Keeping the viewer interested
W: “A scene needs to show your performance and keep our viewer engaged. As much as everyone loves showing as much work as you can, you generally need to condense it into something more manageable. So, once you have your first clip in, cut the shot. Delete anything you don’t need.”
H: “It’s brutal, but you need to remove the dead space. Unless it’s a nice look from you, or a real moment, we don’t have time to see it.”

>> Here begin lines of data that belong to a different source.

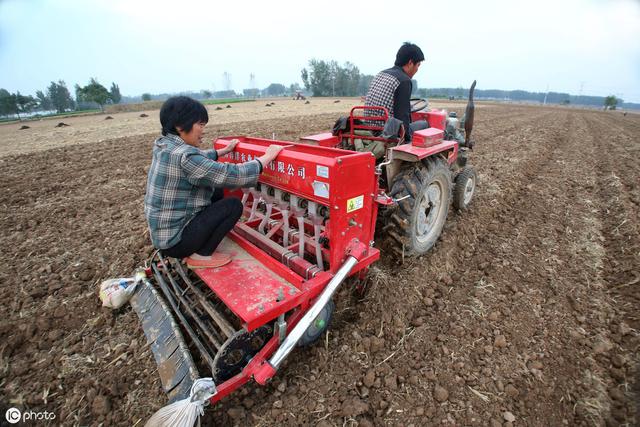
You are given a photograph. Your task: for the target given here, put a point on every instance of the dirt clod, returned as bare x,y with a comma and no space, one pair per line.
440,393
500,341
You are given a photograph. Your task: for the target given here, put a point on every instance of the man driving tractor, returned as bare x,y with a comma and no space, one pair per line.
392,88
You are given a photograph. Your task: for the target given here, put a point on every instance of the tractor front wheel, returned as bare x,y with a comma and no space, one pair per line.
425,193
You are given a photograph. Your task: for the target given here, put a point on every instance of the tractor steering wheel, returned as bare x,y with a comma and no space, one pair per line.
418,104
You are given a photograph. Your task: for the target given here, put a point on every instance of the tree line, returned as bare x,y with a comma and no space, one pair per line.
56,97
610,102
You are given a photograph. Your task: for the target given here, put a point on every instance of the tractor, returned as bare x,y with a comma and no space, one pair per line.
315,218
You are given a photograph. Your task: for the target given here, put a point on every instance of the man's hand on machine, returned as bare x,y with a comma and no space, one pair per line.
270,155
229,148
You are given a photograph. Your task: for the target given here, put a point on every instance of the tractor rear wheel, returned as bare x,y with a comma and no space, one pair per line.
419,219
465,187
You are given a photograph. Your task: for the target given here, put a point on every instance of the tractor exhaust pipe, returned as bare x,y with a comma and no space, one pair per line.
469,113
269,368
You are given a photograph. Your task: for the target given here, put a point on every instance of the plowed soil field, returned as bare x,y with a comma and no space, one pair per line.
527,311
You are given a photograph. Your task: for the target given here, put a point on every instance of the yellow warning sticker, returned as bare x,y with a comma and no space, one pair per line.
355,203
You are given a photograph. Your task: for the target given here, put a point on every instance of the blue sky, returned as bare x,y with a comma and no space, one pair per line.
585,47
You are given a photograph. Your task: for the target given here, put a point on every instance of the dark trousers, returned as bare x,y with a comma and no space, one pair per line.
205,231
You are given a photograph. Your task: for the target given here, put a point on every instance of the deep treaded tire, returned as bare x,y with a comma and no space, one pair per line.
464,188
416,224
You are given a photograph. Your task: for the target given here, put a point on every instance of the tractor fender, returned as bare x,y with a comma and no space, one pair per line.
407,153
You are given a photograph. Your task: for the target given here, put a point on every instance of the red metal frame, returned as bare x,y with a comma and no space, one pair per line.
341,180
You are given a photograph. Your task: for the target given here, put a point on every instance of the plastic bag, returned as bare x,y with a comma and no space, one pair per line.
114,293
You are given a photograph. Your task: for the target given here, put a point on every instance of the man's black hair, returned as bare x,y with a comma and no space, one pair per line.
408,51
182,112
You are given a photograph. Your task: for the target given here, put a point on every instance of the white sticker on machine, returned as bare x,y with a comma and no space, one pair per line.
322,171
355,203
321,189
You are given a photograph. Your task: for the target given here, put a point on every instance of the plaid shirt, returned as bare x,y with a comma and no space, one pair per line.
181,182
391,89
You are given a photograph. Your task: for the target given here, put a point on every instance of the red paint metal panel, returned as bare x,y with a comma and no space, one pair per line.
325,139
342,180
427,137
248,288
424,152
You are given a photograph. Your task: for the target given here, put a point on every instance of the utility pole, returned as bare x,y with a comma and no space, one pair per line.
252,84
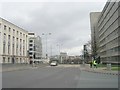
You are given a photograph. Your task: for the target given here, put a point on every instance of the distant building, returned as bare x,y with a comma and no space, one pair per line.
35,46
13,43
108,28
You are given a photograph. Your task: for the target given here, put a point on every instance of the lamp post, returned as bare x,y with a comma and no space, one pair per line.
46,36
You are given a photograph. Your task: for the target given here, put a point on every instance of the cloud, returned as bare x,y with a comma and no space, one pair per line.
67,21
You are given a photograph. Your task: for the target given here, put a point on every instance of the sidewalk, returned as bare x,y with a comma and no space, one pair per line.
6,68
100,70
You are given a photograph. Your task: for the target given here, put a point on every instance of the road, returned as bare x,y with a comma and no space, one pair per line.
57,77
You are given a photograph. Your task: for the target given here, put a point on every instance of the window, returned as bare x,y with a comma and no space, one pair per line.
0,25
8,44
9,29
30,49
5,27
17,32
13,39
4,37
8,60
20,34
30,53
13,31
31,40
30,45
3,59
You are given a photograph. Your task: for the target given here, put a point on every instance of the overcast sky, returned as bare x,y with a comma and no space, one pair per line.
68,22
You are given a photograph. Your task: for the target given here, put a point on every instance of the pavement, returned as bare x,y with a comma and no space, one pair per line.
14,67
61,76
100,70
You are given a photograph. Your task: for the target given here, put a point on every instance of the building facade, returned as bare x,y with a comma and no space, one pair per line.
94,32
35,46
14,43
108,27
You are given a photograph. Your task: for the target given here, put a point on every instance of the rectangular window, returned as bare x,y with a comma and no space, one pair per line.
9,29
0,25
31,41
8,44
3,59
17,33
30,53
5,27
30,49
30,45
13,31
20,34
8,60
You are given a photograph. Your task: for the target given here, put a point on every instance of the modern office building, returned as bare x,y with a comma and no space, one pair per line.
13,43
108,27
94,32
35,46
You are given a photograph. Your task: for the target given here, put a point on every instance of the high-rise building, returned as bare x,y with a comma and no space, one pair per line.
13,43
94,32
35,46
108,28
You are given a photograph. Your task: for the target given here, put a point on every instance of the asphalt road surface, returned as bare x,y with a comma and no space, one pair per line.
57,77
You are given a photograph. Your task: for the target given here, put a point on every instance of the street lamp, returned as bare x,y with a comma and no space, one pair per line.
46,35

W: “If you’re not the focus of a scene, edit to bring the focus back onto you. There’s nothing wrong with a scene that’s got the focus on someone else, but for the purpose of your showreel, just bring it across to you in whatever way you can.”
How to order your reel
H: “This is not the definitive way to cut a reel, but it’s what I think works best. When you’ve got multiple scenes from a project, I quite like them to be in order rather than interspersed. So, you’ve got the highlights of one performance all in one and we can skip through and see something different later on. If you have performances which are very similar, try to break it up by adding the one that is most different in the middle of those so each scene doesn’t feel like more of the same.”
Creating showreel material
H: “Your reel should contain as many clips as you need to show a good representation of you as an actor. If you don’t have any credits at all and you’re trying to get something together for a showreel, I would rather see something than nothing. It’s more likely we’ll take a chance if we can see you, even if it’s a self-shot monologue. I’m much more likely to bring you in if your performance is good than if I’ve only seen headshots. As long as the content is good and it’s a good performance, use what you have or can make.”
W: “There are a lot of aspiring filmmakers out there as well as students and people just out of film school, and they all need actors to shoot. So, find what’s shooting and do as much as you need to build your showreel.”
H: “Backstage is a great resource for that because of the scope of stuff that’s casting there – everything from massive feature films and commercials to student films, or even before people go into film school. So, keep your profile updated and keep applying for things on there.”